OpenShift Container Storage: Replacing a Drive

This process should be followed when an OSD Pod is in an Error or CrashLoopBackOff state and the root cause is a failed underlying storage device. This process can also be used to replace a healthy drive or a drive that is intermittently in an Error state.

Removing failed OSD from Ceph cluster

The first step is to identify the OCP node that has the OSD scheduled on it that is to be replaced. Make sure to record the OCP node name for use in future step. In this example, rook-ceph-osd-0-6d77d6c7c6-m8xj6 needs to be replaced and compute-2 is the OCP node on which the OSD is scheduled. If the OSD to be replaced is currently healthy, the status of the pod will be Running.

# oc get -n openshift-storage pods -l app=rook-ceph-osd -o wide

Example output:.

rook-ceph-osd-0-6d77d6c7c6-m8xj6 0/1
CrashLoopBackOff 0 24h 10.129.0.16 compute-2
rook-ceph-osd-1-85d99fb95f-2svc7 1/1 Running 0 24h 10.128.2.24 compute-0
rook-ceph-osd-2-6c66cdb977-jp542 1/1 Running 0 24h 10.130.0.18 compute-1

The OSD deployment needs to be scaled down so the OSD pod will be deleted or terminated.

# osd_id_to_remove=0
# oc scale -n openshift-storage deployment rook-ceph-osd-${osd_id_to_remove} --replicas=0

Example output.

deployment.extensions/rook-ceph-osd-0 scaled

Verify that the rook-ceph-osd pod is terminated.

# oc get -n openshift-storage pods -l ceph-osd-id=${osd_id_to_remove}

The pod should be deleted.

No resources found in openshift-storage namespace.

The following commands will remove a OSD from the Ceph cluster so a new OSD can be added.

Change OSD_ID_TO_REMOVE to the OSD that was terminated. In this example, OSD 0'' is to be removed. The OSD ID is the integer in the pod name immediately after therook-ceph-osd-'' prefix.

Make sure any prior removal jobs are deleted. For example, oc delete job ocs-osd-removal-0.

# oc process -n openshift-storage ocs-osd-removal -p FAILED_OSD_ID=${osd_id_to_remove} | oc create -f -

A job will be started to remove the OSD. The job should complete within several seconds. To view the results of the job, retrieve the logs of the pod associated with the job.

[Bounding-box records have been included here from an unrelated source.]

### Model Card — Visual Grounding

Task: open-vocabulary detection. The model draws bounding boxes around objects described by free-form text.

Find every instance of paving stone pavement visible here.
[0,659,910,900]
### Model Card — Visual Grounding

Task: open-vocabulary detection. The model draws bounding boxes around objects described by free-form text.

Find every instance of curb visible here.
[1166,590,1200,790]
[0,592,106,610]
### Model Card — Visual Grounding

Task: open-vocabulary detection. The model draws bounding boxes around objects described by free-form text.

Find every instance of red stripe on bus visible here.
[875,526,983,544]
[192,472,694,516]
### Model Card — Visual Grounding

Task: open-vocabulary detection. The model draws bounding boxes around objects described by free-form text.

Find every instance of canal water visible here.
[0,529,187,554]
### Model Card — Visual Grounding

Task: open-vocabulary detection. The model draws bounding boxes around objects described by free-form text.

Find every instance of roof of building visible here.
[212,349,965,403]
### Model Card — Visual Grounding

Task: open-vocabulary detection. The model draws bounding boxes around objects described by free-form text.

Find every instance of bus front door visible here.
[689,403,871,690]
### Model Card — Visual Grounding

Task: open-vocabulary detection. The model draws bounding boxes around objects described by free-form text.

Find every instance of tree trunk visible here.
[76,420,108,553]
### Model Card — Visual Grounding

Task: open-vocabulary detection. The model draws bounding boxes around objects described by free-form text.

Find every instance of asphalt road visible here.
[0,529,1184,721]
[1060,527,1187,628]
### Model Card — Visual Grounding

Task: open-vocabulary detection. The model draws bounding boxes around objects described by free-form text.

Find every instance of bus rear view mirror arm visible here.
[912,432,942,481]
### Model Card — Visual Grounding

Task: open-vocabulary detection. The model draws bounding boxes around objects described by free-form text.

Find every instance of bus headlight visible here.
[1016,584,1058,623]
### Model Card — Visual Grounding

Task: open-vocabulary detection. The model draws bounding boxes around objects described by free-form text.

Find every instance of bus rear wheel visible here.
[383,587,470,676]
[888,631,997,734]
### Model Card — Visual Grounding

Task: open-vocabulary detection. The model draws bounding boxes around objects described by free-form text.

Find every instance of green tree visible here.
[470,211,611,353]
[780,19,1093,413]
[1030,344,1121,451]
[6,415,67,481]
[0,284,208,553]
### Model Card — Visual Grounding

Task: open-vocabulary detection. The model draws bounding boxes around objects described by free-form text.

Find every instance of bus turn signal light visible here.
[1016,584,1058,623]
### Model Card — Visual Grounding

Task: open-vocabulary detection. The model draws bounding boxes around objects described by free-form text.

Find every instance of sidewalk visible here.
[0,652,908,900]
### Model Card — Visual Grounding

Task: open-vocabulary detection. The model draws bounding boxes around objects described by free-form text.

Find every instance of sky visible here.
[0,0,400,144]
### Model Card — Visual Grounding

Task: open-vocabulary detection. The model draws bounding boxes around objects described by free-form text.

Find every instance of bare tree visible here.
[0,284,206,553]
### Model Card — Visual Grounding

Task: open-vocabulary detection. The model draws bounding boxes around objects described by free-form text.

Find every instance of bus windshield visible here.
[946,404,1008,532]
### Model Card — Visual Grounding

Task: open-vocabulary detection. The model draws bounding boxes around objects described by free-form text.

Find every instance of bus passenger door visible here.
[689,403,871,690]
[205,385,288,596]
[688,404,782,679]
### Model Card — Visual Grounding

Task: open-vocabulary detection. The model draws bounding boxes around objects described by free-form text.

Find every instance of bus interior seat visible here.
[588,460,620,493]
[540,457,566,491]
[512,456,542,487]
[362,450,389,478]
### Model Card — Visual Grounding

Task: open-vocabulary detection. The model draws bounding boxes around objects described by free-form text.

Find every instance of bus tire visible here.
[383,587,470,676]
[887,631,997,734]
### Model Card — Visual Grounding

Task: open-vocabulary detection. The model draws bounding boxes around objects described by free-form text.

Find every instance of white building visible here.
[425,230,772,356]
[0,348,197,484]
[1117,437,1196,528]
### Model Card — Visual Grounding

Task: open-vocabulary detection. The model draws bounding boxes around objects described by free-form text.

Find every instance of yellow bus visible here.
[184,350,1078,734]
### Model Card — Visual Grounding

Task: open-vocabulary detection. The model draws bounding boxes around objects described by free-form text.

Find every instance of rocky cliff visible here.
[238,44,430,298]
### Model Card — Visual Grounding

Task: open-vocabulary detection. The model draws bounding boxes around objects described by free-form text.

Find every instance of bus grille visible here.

# oc logs -n openshift-storage ocs-osd-removal-${osd_id_to_remove}-<pod-suffix>

Example output.

++ grep `osd.0' ++ ceph osd tree ++ awk `\{print
$5}'
* osd_status=down OSD 0 is down. Proceeding to mark out and purge
* [[ down == ]]
* echo `OSD 0 is down. Proceeding to mark out and purge'
* ceph osd out osd.0 marked out osd.0.
* ceph osd purge osd.0 –force –yes-i-really-mean-it purged osd.0

Delete PVC resources associated with failed OSD

First the PVC must be identified that is associated with the OSD that was terminated and then purged from the Ceph cluster in the prior section.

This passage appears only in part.